Following the collapse of the Soviet empire, a renegade Russian general commandeers a deadly satellite; in order to stop him, James Bond must go up against a fellow MI6 spy - who's also licensed to kill. After a six-year hiatus, the world's most famous secret agent returned to the screen in this successful reboot of the franchise for the 1990s. GOLDENEYE introduces a new Bond (Pierce Brosnan), a new M (Judi Dench), a new Miss Moneypenny (Samantha Bond) and even a new car (a souped-up BMW replaces the trusty Aston-Martin). And though it's also the first of the series to utilize CGI effects, the film has plenty of good old-fashioned stunt work, including a breathtaking opening bungee jump and a chase sequence with 007 behind the wheel of a tank!


LICENCE TO KILL
1989, Park Circus/MGM, 133 min, UK, Dir: John Glen

On his way to CIA friend Felix Leiter's wedding, James Bond is pulled into a mission that leaves Leiter injured and his bride dead.
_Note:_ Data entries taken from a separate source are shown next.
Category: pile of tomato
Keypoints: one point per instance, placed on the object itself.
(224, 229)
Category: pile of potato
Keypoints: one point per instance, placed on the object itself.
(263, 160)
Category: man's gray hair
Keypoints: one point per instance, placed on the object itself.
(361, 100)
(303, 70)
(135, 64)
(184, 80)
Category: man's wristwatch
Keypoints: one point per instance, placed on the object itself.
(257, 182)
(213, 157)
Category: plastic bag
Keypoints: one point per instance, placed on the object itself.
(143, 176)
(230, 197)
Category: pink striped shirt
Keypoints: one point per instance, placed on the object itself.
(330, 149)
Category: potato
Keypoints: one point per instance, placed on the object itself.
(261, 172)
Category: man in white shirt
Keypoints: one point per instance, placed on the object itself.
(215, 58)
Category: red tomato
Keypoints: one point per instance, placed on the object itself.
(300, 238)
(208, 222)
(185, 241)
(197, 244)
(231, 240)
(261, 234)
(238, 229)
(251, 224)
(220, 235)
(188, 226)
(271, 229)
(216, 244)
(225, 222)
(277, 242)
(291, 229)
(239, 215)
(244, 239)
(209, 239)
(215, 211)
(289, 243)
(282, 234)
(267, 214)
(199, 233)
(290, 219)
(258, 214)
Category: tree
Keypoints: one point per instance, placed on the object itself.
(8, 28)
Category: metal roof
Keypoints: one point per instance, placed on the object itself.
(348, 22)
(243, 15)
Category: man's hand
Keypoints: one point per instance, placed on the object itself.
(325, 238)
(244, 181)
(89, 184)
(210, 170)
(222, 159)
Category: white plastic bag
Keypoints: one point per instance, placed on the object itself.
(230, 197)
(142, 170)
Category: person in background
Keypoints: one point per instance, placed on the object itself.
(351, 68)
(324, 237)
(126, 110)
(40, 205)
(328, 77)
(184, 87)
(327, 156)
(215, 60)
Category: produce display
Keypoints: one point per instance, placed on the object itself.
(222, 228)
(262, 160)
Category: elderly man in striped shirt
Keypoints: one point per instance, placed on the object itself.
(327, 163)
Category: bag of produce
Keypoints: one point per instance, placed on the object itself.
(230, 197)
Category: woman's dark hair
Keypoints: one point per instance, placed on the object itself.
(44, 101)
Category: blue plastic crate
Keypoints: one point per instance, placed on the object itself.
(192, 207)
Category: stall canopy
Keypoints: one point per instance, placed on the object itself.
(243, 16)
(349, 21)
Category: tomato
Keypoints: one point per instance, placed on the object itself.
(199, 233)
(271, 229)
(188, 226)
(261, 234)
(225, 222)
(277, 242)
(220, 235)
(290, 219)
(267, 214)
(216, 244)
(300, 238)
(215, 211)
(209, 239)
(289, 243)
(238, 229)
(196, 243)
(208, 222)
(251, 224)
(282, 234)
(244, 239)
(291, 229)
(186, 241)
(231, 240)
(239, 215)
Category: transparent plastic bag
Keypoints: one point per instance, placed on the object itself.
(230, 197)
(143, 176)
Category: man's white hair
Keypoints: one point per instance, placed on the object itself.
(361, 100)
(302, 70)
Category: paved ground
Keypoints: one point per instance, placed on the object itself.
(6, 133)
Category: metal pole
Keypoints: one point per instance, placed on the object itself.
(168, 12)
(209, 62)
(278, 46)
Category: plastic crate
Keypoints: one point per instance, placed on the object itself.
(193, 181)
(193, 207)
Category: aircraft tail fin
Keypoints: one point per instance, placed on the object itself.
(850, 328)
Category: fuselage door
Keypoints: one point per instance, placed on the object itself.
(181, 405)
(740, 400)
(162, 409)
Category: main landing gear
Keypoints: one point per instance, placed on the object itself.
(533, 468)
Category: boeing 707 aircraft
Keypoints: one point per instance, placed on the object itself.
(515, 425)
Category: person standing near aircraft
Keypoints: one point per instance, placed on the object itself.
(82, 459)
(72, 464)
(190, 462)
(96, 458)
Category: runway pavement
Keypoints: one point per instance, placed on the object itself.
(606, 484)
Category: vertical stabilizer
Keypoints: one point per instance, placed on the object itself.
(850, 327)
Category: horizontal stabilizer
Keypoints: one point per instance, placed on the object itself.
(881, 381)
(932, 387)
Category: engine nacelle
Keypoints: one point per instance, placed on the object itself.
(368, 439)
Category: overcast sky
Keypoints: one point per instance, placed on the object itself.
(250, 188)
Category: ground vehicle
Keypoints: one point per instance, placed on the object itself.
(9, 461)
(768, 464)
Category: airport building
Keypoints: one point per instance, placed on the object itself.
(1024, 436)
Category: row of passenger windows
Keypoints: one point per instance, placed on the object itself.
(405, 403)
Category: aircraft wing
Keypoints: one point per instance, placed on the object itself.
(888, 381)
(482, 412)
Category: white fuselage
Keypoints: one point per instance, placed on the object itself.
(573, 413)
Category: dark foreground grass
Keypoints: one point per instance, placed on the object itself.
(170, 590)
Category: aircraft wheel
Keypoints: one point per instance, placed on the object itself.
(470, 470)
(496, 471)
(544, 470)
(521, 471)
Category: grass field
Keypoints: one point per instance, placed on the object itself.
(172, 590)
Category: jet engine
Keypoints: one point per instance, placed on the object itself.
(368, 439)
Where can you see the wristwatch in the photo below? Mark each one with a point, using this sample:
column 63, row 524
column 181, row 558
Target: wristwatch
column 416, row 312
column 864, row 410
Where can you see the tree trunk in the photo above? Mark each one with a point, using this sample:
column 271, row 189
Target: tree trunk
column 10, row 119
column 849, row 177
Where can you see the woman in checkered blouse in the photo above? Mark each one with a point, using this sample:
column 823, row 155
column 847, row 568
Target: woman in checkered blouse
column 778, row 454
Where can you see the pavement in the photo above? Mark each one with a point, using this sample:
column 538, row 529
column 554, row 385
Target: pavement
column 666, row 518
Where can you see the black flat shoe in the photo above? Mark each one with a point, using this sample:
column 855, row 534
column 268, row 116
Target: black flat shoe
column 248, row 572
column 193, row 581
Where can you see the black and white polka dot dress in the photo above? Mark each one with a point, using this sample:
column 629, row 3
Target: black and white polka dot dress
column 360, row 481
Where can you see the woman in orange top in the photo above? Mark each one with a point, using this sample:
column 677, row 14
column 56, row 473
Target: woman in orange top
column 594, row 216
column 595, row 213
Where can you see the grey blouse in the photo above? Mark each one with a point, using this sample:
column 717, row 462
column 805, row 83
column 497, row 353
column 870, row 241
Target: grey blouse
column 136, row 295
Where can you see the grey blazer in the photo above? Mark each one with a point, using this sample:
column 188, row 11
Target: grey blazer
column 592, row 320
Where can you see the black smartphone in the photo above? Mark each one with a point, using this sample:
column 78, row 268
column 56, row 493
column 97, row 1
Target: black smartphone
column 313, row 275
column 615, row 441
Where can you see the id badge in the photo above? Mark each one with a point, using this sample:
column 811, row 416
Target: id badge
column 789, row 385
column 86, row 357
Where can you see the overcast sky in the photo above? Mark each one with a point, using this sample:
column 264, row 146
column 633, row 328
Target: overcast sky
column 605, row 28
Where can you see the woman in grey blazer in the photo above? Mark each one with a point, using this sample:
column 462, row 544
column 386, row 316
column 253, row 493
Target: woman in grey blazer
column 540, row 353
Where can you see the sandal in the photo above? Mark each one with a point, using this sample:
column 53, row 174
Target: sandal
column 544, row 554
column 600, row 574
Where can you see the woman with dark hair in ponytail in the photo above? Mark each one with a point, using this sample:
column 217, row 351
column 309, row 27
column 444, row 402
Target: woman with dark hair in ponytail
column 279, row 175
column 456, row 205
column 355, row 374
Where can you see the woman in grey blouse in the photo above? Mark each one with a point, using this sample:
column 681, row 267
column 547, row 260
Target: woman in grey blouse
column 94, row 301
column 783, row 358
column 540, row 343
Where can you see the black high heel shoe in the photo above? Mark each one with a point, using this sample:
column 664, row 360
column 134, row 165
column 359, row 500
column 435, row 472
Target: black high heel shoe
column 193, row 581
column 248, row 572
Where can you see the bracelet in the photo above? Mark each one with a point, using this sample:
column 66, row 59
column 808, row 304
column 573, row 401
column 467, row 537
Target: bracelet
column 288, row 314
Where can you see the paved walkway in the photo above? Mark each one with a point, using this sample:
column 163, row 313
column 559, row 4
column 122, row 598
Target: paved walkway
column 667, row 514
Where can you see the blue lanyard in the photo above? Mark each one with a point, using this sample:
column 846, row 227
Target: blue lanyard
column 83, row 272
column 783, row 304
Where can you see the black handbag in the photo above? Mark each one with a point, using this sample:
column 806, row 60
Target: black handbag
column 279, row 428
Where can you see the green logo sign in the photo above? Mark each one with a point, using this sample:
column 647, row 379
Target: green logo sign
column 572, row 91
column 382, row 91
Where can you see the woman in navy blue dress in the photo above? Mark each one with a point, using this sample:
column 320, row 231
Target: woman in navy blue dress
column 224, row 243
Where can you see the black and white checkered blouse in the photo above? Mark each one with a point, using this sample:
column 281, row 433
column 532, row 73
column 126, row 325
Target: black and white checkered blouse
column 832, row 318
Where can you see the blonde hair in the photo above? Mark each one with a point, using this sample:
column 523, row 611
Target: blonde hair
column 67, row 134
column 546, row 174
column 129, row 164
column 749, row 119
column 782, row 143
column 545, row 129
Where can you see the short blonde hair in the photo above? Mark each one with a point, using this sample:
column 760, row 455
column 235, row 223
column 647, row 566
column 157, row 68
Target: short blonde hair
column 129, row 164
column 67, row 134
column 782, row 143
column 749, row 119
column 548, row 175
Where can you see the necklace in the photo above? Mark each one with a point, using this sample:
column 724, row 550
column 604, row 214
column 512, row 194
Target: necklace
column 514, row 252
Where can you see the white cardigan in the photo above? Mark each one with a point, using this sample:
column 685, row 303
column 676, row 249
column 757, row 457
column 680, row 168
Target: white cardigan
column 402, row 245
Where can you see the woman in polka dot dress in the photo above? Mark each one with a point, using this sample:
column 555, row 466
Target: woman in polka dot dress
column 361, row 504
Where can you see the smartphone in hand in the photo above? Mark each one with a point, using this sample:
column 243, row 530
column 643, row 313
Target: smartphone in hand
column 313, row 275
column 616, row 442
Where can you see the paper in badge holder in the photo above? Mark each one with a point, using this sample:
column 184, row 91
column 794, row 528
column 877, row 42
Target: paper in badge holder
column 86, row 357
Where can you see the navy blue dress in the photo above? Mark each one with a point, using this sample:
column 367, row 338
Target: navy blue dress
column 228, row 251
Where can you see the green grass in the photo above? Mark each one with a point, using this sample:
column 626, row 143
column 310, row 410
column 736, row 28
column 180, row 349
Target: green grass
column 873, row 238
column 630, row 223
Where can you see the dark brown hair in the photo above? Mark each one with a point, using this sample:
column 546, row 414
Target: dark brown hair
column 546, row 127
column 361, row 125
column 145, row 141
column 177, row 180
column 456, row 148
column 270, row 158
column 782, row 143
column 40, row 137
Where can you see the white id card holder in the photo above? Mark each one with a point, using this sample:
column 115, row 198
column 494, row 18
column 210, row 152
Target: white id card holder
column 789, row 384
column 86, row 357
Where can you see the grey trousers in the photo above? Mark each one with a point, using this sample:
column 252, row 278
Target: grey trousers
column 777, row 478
Bond vows revenge on the drug lord responsible, tracking him to Central America even after M has revoked his license to kill. One of the darker and more violent entries in the series, this film was the last with Timothy Dalton as Agent 007. It also was the last produced by franchise co-creator Albert “Cubby” Broccoli (though he would later consult on GOLDENEYE), and the final Bond film from screenwriter Richard Maibaum and title designer Maurice Binder. With Carey Lowell, Robert Davi, Wayne Newton (as a televangelist) and a young Benicio Del Toro.


THE LIVING DAYLIGHTS
1987, Park Circus/MGM, 130 min, UK, Dir: John Glen

James Bond (Timothy Dalton) first encounters the lovely Kara Milovy (Maryam d'Abo) at a concert hall in Bratislava. Bond is there to bring a KGB defector back to Britain while she is there to play the cello - or so it initially appears. The KGB general, too, is not what he seems, and 007 soon finds himself entangled in assassinations, arms deals and Afghanistan's mujahideen in this gritty Cold War thriller. Dalton's first film as the oft-shaken-but-never-stirred spy, THE LIVING DAYLIGHTS also served as the swan song for longtime Bond composer John Barry. With Joe Don Baker and John Rhys-Davies.